MLSA – Sabah Gazetesi fotomuhabiri İzzet Kezer, 1992 yılında, Newroz Bayramı’nı izlemek için gittiği Şırnak’ın Cizre ilçesinde elinde beyaz bayrakla, kafasından vurularak öldürüldü. Açılan soruşturma “mermi çekirdeği” bulunmadığı gerekçe gösterilerek sürüncemede bırakıldı, dosyanın akıbeti bilinmiyor. Görgü tanıkları, Kezer’in bir polis panzerinden açılan ateşle öldürüldüğünü belirtti.
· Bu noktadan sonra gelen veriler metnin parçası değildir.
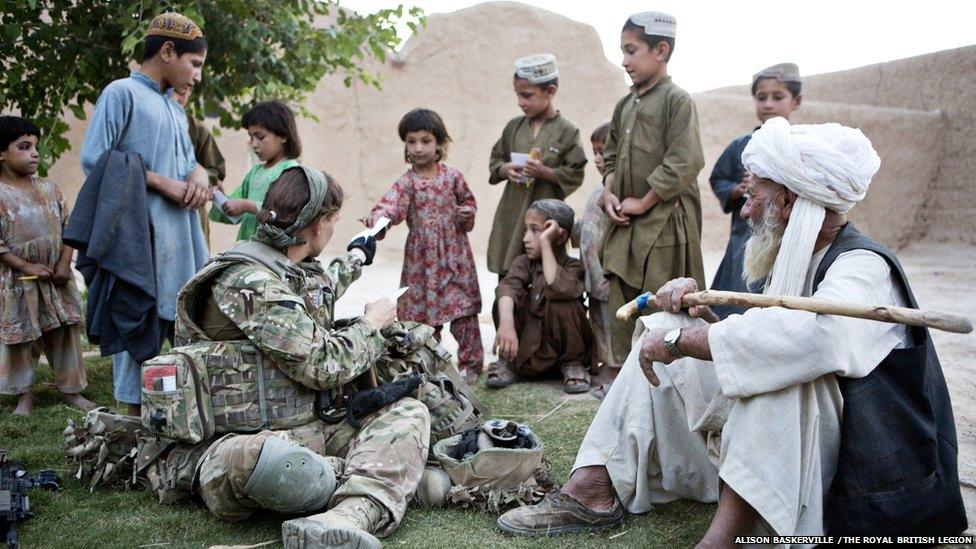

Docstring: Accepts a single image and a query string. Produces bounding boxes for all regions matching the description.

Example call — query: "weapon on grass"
[1,449,61,549]
[615,290,973,334]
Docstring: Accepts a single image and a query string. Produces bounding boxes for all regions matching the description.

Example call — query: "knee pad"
[243,435,337,514]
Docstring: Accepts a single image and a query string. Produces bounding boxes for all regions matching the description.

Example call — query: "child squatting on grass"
[0,116,96,416]
[487,198,594,394]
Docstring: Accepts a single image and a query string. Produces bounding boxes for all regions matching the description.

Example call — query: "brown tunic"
[493,253,593,377]
[487,113,587,274]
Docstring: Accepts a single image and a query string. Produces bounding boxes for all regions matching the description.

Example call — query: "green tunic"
[601,76,706,291]
[209,158,300,241]
[601,76,706,365]
[487,113,587,274]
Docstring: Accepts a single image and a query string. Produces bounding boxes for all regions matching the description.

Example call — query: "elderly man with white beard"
[496,117,967,544]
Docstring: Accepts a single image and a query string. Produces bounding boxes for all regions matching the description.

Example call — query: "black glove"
[347,235,377,265]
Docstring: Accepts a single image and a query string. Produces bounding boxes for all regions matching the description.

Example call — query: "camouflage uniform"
[177,242,431,536]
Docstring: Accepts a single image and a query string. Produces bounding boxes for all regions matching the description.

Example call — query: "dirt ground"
[336,241,976,531]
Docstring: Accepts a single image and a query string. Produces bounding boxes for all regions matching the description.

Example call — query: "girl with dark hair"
[210,100,302,241]
[362,108,484,384]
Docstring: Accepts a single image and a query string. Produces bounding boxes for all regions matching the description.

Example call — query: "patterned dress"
[0,178,86,395]
[370,164,482,326]
[0,178,83,344]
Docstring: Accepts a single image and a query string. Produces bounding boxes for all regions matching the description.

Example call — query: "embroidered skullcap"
[628,12,677,38]
[530,199,574,233]
[753,63,802,87]
[147,12,204,41]
[742,117,880,297]
[515,54,559,84]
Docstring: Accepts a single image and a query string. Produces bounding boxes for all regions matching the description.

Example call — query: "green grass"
[1,357,713,548]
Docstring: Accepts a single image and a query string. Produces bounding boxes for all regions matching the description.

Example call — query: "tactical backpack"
[141,340,317,443]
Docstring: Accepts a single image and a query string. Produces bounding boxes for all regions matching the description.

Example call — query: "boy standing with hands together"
[601,12,705,366]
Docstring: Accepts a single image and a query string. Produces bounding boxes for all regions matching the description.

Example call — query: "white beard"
[742,203,785,287]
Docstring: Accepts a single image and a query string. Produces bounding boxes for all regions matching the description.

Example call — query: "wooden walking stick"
[615,290,973,334]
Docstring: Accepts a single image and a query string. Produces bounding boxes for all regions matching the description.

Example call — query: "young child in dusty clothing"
[0,116,96,415]
[487,53,587,278]
[571,122,617,398]
[364,108,483,384]
[210,100,301,241]
[709,63,802,319]
[487,199,593,393]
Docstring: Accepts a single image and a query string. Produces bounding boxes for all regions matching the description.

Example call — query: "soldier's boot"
[281,496,385,549]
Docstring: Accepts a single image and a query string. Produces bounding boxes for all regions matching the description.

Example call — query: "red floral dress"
[369,164,482,326]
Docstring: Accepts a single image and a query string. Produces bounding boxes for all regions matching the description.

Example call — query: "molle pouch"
[141,349,214,444]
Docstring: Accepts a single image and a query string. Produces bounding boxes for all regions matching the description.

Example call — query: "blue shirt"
[80,71,209,320]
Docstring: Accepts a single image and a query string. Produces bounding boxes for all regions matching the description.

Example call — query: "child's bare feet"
[61,392,98,411]
[12,393,34,416]
[459,366,480,386]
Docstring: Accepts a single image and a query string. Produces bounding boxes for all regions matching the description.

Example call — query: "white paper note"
[352,216,391,241]
[390,286,409,301]
[510,152,531,166]
[212,190,242,223]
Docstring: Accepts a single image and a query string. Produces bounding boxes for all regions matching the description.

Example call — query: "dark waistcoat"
[814,223,967,536]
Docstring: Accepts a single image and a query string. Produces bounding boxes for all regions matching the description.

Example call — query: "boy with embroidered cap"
[601,12,705,367]
[709,63,802,318]
[488,54,588,277]
[79,12,211,415]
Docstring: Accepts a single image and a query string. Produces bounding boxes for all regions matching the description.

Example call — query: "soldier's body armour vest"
[141,241,318,443]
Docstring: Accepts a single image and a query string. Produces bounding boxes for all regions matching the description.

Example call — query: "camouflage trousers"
[196,397,430,537]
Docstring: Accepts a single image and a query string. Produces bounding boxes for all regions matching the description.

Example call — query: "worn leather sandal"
[560,362,591,394]
[496,491,625,536]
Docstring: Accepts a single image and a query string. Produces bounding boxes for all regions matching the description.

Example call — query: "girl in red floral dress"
[363,109,484,384]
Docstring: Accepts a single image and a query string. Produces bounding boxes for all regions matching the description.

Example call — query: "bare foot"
[12,393,33,416]
[126,403,141,417]
[459,366,480,386]
[561,465,617,511]
[61,392,98,411]
[697,483,758,548]
[590,363,620,386]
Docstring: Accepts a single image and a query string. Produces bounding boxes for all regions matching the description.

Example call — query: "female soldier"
[176,165,430,549]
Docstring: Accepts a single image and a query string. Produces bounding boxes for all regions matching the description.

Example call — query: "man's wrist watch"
[663,328,684,359]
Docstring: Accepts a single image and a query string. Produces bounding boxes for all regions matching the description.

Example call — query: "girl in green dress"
[210,101,301,241]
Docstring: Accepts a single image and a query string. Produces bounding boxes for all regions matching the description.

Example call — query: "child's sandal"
[561,362,591,394]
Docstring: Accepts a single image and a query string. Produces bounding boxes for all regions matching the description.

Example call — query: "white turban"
[741,117,881,296]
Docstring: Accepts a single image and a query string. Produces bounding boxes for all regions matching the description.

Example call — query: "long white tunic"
[574,248,909,541]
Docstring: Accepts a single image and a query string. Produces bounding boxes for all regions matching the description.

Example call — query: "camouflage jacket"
[175,241,385,392]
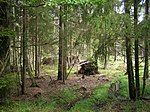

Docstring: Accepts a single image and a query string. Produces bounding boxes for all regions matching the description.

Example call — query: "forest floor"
[12,73,110,101]
[1,61,150,112]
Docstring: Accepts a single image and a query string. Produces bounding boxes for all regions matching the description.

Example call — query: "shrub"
[0,73,18,103]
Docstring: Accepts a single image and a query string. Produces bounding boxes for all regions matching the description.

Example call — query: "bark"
[114,43,117,61]
[35,14,39,77]
[124,0,136,100]
[58,5,63,80]
[104,20,107,69]
[58,5,67,82]
[38,37,41,76]
[62,5,67,82]
[104,47,107,69]
[134,0,140,98]
[14,0,20,96]
[32,37,35,71]
[21,6,27,95]
[142,0,149,97]
[14,0,19,67]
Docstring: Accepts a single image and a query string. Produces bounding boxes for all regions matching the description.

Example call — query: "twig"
[66,64,75,78]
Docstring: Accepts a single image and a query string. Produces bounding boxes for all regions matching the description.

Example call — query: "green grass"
[0,99,57,112]
[1,76,150,112]
[69,84,110,112]
[1,59,150,112]
[41,64,78,77]
[50,88,78,106]
[41,65,58,75]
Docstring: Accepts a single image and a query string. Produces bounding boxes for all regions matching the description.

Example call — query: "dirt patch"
[12,74,110,101]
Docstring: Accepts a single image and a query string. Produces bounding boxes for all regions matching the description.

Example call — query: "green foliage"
[0,76,150,112]
[69,99,94,112]
[0,73,17,90]
[143,79,150,96]
[51,89,78,105]
[47,0,106,6]
[41,65,58,75]
[0,73,18,102]
[138,18,150,37]
[117,76,129,98]
[0,29,15,37]
[92,84,110,101]
[0,99,57,112]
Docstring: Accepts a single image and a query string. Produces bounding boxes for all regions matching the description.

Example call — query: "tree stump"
[78,61,99,77]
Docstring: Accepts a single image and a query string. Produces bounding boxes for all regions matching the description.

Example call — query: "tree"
[58,5,63,80]
[21,5,27,95]
[124,0,136,100]
[58,5,68,82]
[134,0,140,98]
[35,12,40,77]
[142,0,149,97]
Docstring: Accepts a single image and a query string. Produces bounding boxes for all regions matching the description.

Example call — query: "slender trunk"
[104,20,107,69]
[14,0,19,68]
[58,5,63,80]
[19,5,23,94]
[114,43,117,61]
[12,33,16,66]
[35,14,39,77]
[124,0,136,100]
[21,6,27,95]
[124,49,126,63]
[134,0,140,98]
[32,38,35,71]
[38,38,41,76]
[15,0,20,96]
[58,5,67,82]
[62,5,67,82]
[11,0,16,66]
[142,0,149,96]
[104,47,107,69]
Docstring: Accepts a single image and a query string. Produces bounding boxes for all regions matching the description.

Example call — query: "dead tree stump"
[78,61,99,78]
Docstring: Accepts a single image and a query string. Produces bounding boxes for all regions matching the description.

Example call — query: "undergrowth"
[0,60,150,112]
[0,77,150,112]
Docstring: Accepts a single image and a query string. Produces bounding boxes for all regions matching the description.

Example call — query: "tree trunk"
[21,6,27,95]
[104,20,107,69]
[142,0,149,97]
[104,47,107,69]
[14,0,20,96]
[124,0,136,100]
[35,14,39,77]
[38,37,41,76]
[134,0,140,98]
[58,5,63,80]
[62,5,67,82]
[32,37,35,71]
[114,43,117,61]
[58,5,67,82]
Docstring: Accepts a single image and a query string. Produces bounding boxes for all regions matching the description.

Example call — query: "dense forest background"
[0,0,150,112]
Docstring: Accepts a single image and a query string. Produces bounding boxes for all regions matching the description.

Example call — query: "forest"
[0,0,150,112]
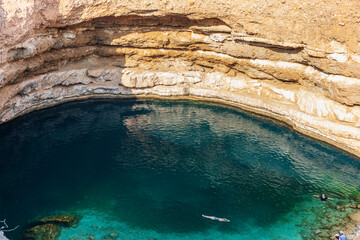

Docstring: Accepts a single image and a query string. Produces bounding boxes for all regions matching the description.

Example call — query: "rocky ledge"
[1,0,360,156]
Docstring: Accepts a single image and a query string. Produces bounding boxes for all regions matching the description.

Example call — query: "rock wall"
[1,0,360,156]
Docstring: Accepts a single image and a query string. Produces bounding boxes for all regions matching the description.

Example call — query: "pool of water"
[0,100,360,239]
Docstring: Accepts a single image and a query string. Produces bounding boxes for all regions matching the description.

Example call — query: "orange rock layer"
[1,0,360,157]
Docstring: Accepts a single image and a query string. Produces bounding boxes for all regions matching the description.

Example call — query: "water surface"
[0,100,359,239]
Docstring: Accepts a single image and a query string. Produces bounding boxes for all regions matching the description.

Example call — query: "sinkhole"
[1,100,360,240]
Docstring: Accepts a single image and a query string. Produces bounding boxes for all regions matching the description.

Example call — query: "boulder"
[38,214,81,228]
[23,224,61,240]
[103,232,119,239]
[349,211,360,223]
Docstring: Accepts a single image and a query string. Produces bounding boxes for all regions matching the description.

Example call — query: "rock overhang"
[1,0,360,157]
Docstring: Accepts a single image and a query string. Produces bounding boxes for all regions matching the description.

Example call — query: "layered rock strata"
[1,0,360,156]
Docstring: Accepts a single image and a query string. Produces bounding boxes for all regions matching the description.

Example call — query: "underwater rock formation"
[23,214,80,240]
[38,214,81,228]
[23,223,61,240]
[1,0,360,156]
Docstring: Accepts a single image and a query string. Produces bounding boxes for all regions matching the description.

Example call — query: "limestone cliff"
[1,0,360,156]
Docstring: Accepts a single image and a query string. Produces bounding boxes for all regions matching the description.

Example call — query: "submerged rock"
[320,225,331,230]
[38,214,81,228]
[23,223,61,240]
[103,232,119,239]
[23,214,81,240]
[349,211,360,222]
[349,204,360,209]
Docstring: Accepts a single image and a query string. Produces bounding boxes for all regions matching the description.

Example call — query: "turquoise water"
[0,100,360,239]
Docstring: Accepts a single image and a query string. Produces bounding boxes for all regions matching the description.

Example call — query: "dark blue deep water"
[1,100,360,239]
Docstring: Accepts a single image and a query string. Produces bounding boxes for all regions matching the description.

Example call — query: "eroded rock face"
[1,0,360,156]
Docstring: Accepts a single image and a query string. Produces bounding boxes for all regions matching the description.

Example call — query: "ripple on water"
[0,100,359,240]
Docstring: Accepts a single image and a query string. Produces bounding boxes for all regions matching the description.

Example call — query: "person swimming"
[202,214,230,222]
[313,194,333,201]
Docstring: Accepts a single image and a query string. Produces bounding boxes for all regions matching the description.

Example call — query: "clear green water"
[0,100,360,239]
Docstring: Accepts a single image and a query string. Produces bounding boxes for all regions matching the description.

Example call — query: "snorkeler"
[313,194,333,201]
[202,214,230,222]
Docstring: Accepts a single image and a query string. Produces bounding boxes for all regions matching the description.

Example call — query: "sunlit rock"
[1,0,360,157]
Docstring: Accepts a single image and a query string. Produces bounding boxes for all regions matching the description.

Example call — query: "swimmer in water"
[202,214,230,222]
[313,194,333,201]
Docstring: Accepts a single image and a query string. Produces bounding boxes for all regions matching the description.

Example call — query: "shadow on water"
[1,100,360,238]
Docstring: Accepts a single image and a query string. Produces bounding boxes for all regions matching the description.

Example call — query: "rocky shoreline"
[19,200,360,240]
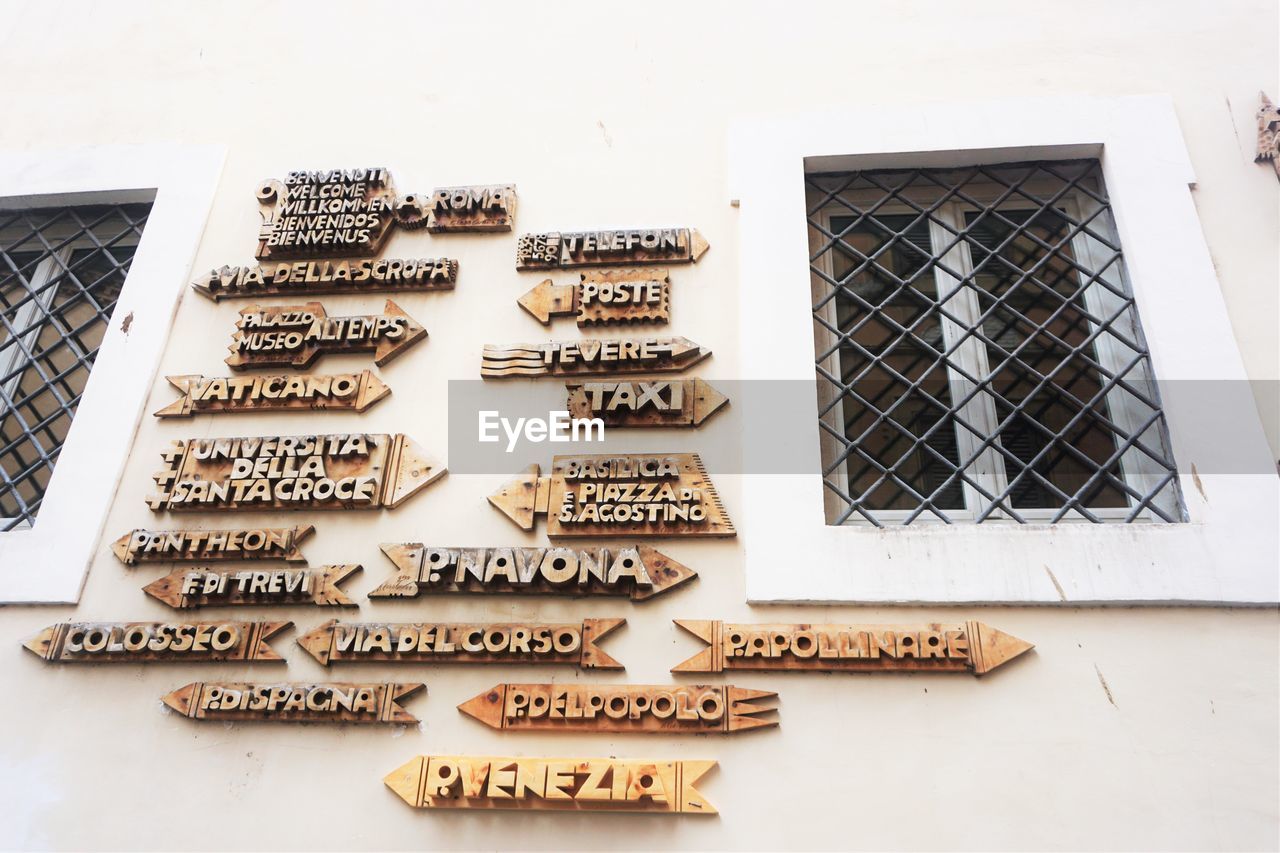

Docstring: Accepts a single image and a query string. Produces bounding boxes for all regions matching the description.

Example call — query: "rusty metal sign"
[566,379,728,427]
[143,565,360,609]
[516,228,708,270]
[226,300,425,371]
[481,337,709,378]
[155,371,391,417]
[23,621,290,664]
[111,525,314,565]
[517,269,670,326]
[191,258,458,301]
[162,682,424,725]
23 Mart günü Newroz’u izlemek üzere Cizre’de bulunan 10 kişilik bir gazeteci grubu, dışarıdan duydukları sesler üzerine kaldıkları otelden dışarı çıktı. Aniden silahlı bir çatışma başladı. Gazeteciler, bir eve sığındı. Buradan beyaz bayraklarla çıkarak tekrar otele yürümeye başladılar. Grubun içinde yer alan gazeteci İzzet Kezer kafasından vurularak olay yerinde hayatını kaybetti. Gazeteci Kezer, hayatını kaybettiğinde yalnızca 38 yaşındaydı.
Türkiye İnsan Hakları Vakfı (TİHV) 1992 yılında yayınladığı “1992 Yıllık İnsan Hakları Raporu”nda ise Kezer’in ölümünü “…bir polis panzerinden açılan ateş sonucunda başından vurularak öldürüldü” olarak kayda geçirdi.
Gazeteci Kezer’in öldürülmesi üzerine dönemin Başbakanı Süleyman Demirel 28 Mart 1992’de “…Olay hangi çeşitten olursa olsun soruşturulacak ve neticesine göre hareket edilecektir. Olay soruşturulmaktadır…” dedikten birkaç ay sonra 15 Ağustos 1992’de Milliyet Gazetesi’ne şu demeci verdi “…Öldürülen gazetecilerin bir kısmı gerçekten gazeteci değildir. Militandır. Birbirlerini öldürüyorlar. Bana devletin resmi mercilerinin verdiği bilgi budur…”
Türkiye’de gazeteciler için en kara yıl: 1992
Türkiye’de basın en karanlık yılını 1992’de yaşadı. 1909’dan beri Türkiye’de öldürülen 67’sinin 14’ü 1992 yılında öldürüldü, bunun bir tanesi hariç tamamı Güneydoğu’da çalışan gazetecilerdi. 1992 yılındaki Cizre Nevrozu kutlamaları ise tarihe ‘Kanlı Newroz’ olarak geçti, dönemin Başbakanı Demirel’in “Toplanmak isteyen toplansın.. Her türlü kolaylık gösterilecektir.” açıklamalarına rağmen, Cizre’de Kanlı Nevroz sırasında 94 kişi öldü.